A rainy day on the water-bound Fort Kochi is nothing short of spectacular. This is a view one must witness at least once in their lifetime. On such day I had the privilege to meet up with the Sub-Collector of Ernakulam District, Mr. Suhas S at the Collector’s office. It was well past his office hours and he was still in his office attending to the common man. There were many still waiting for their turn. Though with an appointment, I still waited, because for him common man comes first. This time, I wouldn’t mind at all. For one, this was the most serene and beautiful place on earth. You can see the beach from the verandas of this beautiful building, which I’m guessing is Dutch architecture. And then you have the rain drizzling with a nice gentle breeze to go with it. It was also that time of the day when the sun takes a dive under the sea. You see, it was a priceless moment. I’m jealous of the Sub-Collector for one more reason now. He gets to have this in most days.

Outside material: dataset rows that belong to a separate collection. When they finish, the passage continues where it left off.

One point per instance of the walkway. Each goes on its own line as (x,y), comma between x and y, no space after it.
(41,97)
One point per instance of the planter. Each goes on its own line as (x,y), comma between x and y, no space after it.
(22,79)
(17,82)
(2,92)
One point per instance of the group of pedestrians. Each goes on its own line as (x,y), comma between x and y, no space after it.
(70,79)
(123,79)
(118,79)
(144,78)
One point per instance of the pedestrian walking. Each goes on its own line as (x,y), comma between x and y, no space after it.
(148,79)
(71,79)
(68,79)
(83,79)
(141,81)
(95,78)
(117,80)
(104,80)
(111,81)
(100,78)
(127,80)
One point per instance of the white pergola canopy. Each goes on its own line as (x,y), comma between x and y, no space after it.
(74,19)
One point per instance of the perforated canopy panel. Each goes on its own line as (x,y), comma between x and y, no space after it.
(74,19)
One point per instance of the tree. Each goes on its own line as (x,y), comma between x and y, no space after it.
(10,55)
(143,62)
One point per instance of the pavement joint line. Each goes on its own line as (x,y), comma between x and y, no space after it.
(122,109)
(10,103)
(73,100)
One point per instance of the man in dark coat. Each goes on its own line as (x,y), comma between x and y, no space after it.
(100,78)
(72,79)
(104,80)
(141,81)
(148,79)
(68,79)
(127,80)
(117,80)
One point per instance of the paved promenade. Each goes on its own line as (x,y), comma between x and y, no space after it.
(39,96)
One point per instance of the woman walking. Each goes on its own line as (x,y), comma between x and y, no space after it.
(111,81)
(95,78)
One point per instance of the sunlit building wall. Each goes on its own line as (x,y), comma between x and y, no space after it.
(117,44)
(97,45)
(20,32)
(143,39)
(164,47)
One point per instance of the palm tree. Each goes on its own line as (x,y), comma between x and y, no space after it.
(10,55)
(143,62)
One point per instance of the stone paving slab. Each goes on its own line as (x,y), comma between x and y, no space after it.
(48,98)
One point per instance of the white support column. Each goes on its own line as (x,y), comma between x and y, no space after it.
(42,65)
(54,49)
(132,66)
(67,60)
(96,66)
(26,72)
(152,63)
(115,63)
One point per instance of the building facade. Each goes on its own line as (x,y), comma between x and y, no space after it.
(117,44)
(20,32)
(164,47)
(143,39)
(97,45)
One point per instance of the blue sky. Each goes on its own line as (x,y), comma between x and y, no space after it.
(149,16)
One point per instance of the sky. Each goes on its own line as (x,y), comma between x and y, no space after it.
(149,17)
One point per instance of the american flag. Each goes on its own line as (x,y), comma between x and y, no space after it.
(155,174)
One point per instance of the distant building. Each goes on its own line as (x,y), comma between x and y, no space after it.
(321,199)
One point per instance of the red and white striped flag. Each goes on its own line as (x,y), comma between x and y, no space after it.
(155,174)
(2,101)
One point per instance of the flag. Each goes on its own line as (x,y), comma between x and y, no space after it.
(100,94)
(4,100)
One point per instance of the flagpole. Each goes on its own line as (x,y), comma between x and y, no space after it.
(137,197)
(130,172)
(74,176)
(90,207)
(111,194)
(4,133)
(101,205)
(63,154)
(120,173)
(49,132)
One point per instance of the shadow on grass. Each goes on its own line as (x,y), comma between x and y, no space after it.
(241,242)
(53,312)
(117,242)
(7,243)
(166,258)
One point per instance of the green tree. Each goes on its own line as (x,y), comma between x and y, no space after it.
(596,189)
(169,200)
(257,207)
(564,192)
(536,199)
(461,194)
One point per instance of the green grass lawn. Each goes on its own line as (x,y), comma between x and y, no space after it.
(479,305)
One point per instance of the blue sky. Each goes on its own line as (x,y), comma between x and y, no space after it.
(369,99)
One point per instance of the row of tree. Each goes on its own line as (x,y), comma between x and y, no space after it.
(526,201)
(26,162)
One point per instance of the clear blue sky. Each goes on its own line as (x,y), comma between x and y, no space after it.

One thing I learned from my conversation with those localities who were waiting to see him were, Kochi is really possessive of this Sub-Collector. They think of him as one of their own. Some of them didn’t even realize he’s not a Malayali. Suhas is the first one to take action whenever the locals there face a problem of drinking water supply or housing problem. His solutions for their problems are quick and pleasing for all. He is a very patient listener and thoughtful in decision-making from what they are telling me. Suhas is a product of PESIT Bengaluru and graduated in Electronic Engineering. Having scored good marks in GRE, he had the opening to do MS in Maryland University and the University of California. He also received campus placement from Accenture. But he chose for Civil Service which he passed in 2012 in the first attempt and his first posting was in Ernakulam as Assistant Collector. His father C. K. Shivanna is in the Indian Forest Service and is serving as the Additional Principal Chief Conservator of Forests in Karnataka. His wife, Vaishnavi, is a doctor. Vaishnavi’s father, Rama Gowda, is also an IAS officer who is the Transport Commissioner in Karnataka.

Suhas is pretty much active on Facebook and is quite a blogger. He keeps a constant check on these and addresses all his followers regularly. One can also see how much he loves Kerala cuisine also on his page. But that is not all that he likes of this place. It can be seen that the culture of God’s own Country has influenced him a lot, and one wonders if he thinks of this place as his home away from home.

He gives prompt advises and information through social media to all his followers. He is easily available and will respond to your queries at his free times. He is quick to acknowledge any progress of the district and cheers along any ongoing event with great interest. It was finally my turn to meet the man. Sitting behind a large desk, he welcomed me and offered me a seat. He offered a glass of green tea, which I had to turn down as I was fasting. “I was not supposed to be here at the office today.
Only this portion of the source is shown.